[Bug regression/33928] [4.3 Regression] 22% performance slowdown from 4.2.2 to 4.3.0 in floating-point code

2008-01-22 Thread ubizjak at gmail dot com


--- Comment #25 from ubizjak at gmail dot com  2008-01-22 12:03 ---
Created an attachment (id=14996)
 --> (http://gcc.gnu.org/bugzilla/attachment.cgi?id=14996&action=view)
Much shorter testcase.

This testcase was used to track down problems with fre pass.

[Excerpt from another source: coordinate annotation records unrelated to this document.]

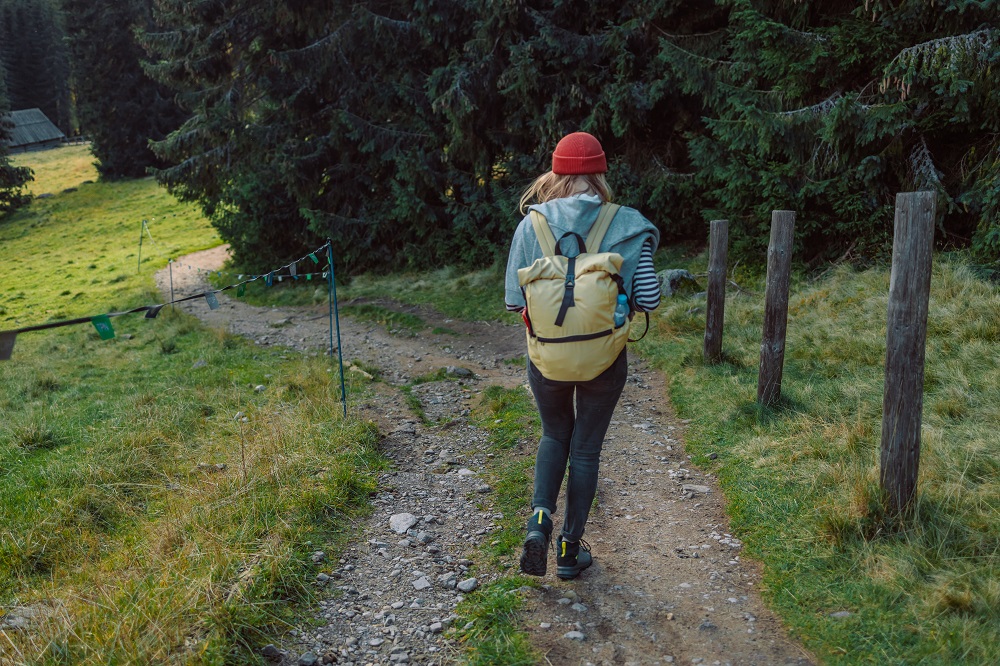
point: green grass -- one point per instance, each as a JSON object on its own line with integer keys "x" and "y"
{"x": 76, "y": 254}
{"x": 474, "y": 296}
{"x": 58, "y": 169}
{"x": 801, "y": 479}
{"x": 143, "y": 520}
{"x": 496, "y": 637}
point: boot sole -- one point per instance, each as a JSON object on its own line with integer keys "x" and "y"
{"x": 533, "y": 559}
{"x": 571, "y": 572}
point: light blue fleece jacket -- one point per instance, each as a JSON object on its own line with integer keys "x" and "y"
{"x": 628, "y": 231}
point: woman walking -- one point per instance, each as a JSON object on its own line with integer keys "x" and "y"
{"x": 570, "y": 198}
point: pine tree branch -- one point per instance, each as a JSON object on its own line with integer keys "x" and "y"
{"x": 695, "y": 56}
{"x": 819, "y": 108}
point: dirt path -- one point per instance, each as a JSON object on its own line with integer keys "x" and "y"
{"x": 668, "y": 584}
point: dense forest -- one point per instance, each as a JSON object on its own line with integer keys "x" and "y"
{"x": 406, "y": 131}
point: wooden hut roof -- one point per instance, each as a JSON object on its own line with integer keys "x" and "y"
{"x": 31, "y": 127}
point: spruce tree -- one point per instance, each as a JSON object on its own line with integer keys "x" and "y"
{"x": 120, "y": 108}
{"x": 33, "y": 51}
{"x": 12, "y": 178}
{"x": 830, "y": 109}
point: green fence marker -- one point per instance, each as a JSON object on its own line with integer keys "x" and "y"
{"x": 7, "y": 345}
{"x": 103, "y": 325}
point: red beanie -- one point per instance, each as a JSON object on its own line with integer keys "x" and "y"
{"x": 578, "y": 153}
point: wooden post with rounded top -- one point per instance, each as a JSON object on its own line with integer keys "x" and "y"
{"x": 772, "y": 346}
{"x": 718, "y": 247}
{"x": 906, "y": 337}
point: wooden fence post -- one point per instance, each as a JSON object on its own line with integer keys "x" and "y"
{"x": 906, "y": 337}
{"x": 718, "y": 247}
{"x": 772, "y": 346}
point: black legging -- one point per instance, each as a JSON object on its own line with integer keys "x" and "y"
{"x": 574, "y": 436}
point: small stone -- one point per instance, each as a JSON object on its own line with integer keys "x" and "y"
{"x": 400, "y": 522}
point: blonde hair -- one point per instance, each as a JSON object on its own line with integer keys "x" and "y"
{"x": 551, "y": 186}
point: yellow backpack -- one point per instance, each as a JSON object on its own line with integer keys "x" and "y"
{"x": 571, "y": 303}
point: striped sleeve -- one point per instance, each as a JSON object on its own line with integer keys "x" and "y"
{"x": 645, "y": 285}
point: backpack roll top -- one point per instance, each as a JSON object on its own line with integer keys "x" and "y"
{"x": 570, "y": 307}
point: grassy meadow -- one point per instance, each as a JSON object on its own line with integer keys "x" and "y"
{"x": 801, "y": 479}
{"x": 155, "y": 506}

Stay tuned for an
analysis.


-- 


http://gcc.gnu.org/bugzilla/show_bug.cgi?id=33928



[Bug regression/33928] [4.3 Regression] 22% performance slowdown from 4.2.2 to 4.3.0 in floating-point code

2008-01-21 Thread lucier at math dot purdue dot edu


--- Comment #24 from lucier at math dot purdue dot edu  2008-01-21 22:43 
---
Subject: Re:  [4.3 Regression] 22% performance slowdown from 4.2.2 to 4.3.0 in
floating-point code


On Jan 21, 2008, at 2:21 PM, ubizjak at gmail dot com wrote:

> It is not possible to create an executable from direct.i.

That's correct, sorry.

> Could you attach the source that can be used to create the executable?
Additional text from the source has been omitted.